A novel damage index integrating piezoelectric impedance and ultrasonic guided wave for damage monitoring of bolted joints

Abstract

The structural safety of bolted joints, one of the typical connection techniques utilized in engineering applications, is threatened by the harsh service environment. Herein, a novel damage index (DI) integrating piezoelectric impedance and ultrasonic guided wave is proposed for satisfying the damage monitoring needs of bolted joints. By integrating the two sensing techniques, the shortcomings of a single sensing technique in terms of signal interpretation, stability, and structural adaptability are eliminated. The novel damage severity factor DIZ-V is formed by fusing the damage indices DIZ and DIV weighted by multi-class DIs of the two sensing techniques. Thanks to DIZ-V and a damage mode identification factor presented in this paper, the damage modes and damage severity of early-stage bolt loosening and crack damage are identified.

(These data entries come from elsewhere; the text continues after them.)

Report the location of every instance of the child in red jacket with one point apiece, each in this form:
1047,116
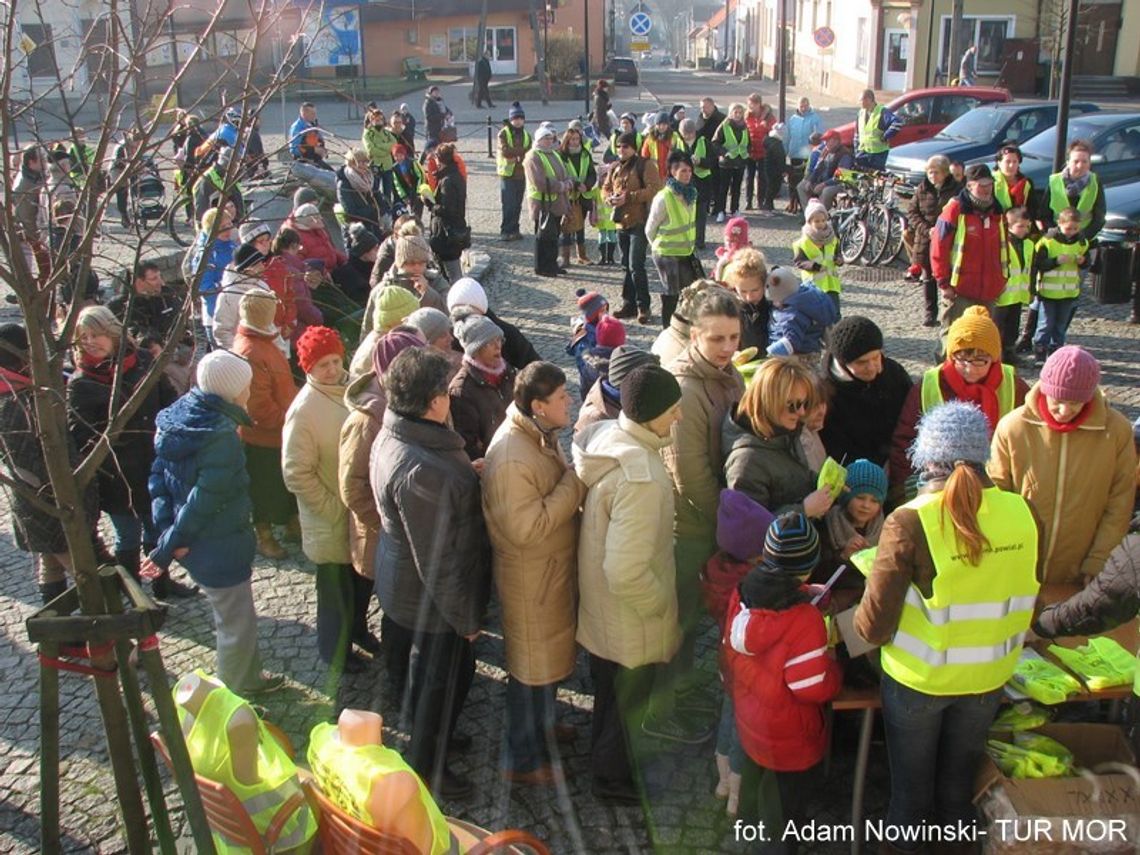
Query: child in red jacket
780,672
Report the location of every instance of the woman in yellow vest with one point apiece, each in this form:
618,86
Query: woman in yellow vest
950,599
670,229
972,373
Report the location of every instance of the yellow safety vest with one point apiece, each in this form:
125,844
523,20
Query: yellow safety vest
345,774
1064,281
209,748
960,244
677,235
1017,279
870,136
504,167
967,636
1058,198
827,278
931,390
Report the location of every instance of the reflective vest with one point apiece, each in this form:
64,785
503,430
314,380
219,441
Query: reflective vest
967,636
697,152
551,174
504,167
1017,279
345,774
931,390
960,244
677,235
1064,281
209,747
825,278
870,136
1058,197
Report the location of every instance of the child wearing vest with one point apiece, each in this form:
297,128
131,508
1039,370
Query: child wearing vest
1060,257
816,252
780,672
1007,311
741,524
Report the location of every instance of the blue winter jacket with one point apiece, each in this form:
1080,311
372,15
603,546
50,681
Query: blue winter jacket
797,326
200,490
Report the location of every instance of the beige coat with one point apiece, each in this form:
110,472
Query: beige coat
530,503
695,458
627,607
366,400
1081,483
309,464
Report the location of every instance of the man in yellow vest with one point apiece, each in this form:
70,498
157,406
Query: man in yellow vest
670,229
513,144
873,127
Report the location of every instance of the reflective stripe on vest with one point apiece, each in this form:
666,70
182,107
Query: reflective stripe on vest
208,743
1064,281
967,636
345,774
1058,197
551,176
960,243
677,235
1017,279
931,390
825,279
504,167
870,136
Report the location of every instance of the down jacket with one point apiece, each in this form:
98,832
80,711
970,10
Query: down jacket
309,464
627,611
530,502
200,490
1081,483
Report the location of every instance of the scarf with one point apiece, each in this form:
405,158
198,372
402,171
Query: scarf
360,181
983,395
685,190
1055,425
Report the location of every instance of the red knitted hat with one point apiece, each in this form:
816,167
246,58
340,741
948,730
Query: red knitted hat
315,344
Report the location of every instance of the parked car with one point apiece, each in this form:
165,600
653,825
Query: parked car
979,133
925,112
621,70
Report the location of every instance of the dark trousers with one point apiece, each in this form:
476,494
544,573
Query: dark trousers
620,698
547,229
441,668
635,285
529,725
511,194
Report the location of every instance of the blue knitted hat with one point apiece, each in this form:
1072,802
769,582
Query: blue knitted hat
951,432
864,477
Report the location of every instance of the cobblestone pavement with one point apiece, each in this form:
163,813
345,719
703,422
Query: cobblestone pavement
680,813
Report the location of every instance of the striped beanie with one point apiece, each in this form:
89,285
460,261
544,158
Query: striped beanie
791,545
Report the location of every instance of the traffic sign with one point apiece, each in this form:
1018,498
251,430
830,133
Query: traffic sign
640,23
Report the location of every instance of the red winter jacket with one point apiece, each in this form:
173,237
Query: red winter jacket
982,276
780,674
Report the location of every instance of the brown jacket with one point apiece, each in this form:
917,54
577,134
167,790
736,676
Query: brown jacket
530,502
904,560
1081,483
638,179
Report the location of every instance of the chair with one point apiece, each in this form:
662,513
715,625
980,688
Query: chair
225,812
343,835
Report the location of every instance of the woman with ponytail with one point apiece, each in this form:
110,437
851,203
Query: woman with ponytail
950,599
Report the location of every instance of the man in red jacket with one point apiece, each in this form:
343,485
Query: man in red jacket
968,250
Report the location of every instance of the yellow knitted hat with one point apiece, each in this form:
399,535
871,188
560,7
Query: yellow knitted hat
975,331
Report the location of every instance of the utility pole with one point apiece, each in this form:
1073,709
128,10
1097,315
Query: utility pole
1066,92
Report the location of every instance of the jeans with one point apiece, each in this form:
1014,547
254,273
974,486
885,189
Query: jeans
1052,324
511,193
634,247
529,725
934,746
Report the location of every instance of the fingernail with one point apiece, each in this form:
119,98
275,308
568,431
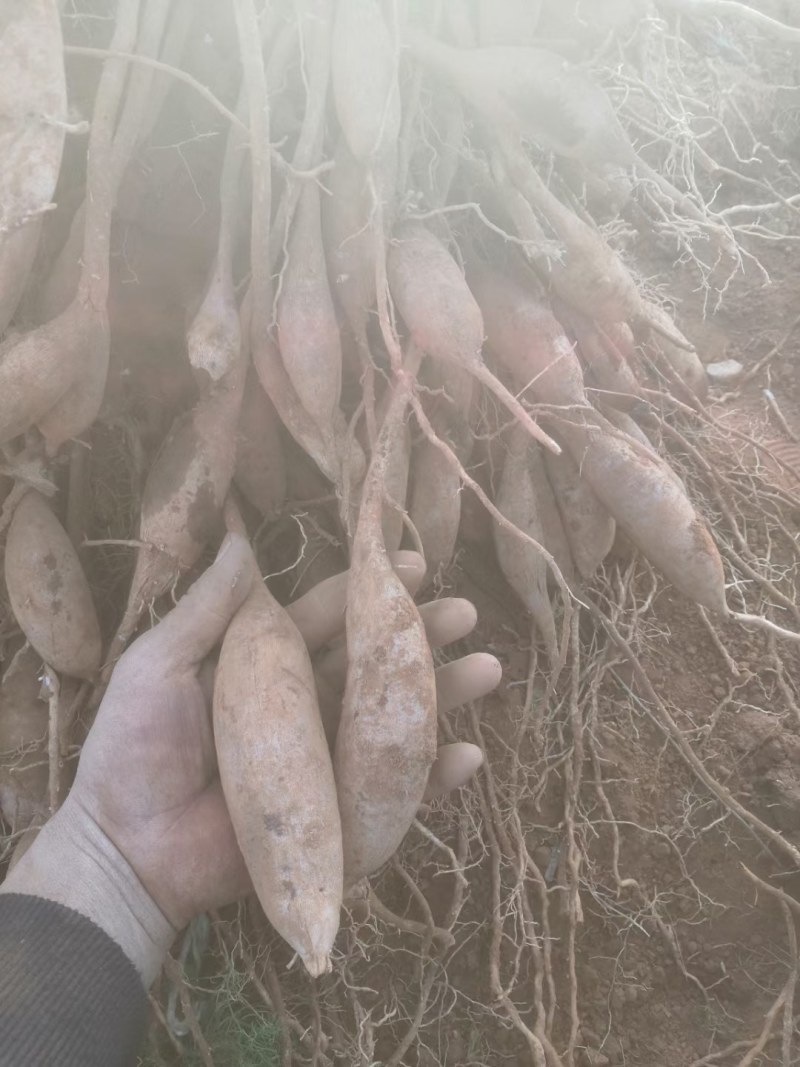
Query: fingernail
224,546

Furthermore, a novel dynamic superposition model (DSM) based on a dynamic-update baseline is developed to address the deficiency that the static baseline method (SBM) has. SBM utilizes the undamaged state signal as the baseline and has the problem of being prone to failure in the later-stage of monitoring. Thus, the phenomenon of nonlinear variation of DIZ-V caused by damage deterioration was avoided via DSM optimization. The feasibility and effectiveness of the proposed method were verified by conducting a series of practical damage identification tests on aluminum bolted joints. And the results demonstrated that the proposed technique could not only identify the severity and mode of damage, but also has excellent reliability. Therefore, the novel damage monitoring technique for bolted joints is a good complement to the existing techniques, which can provide a new strategy for damage monitoring.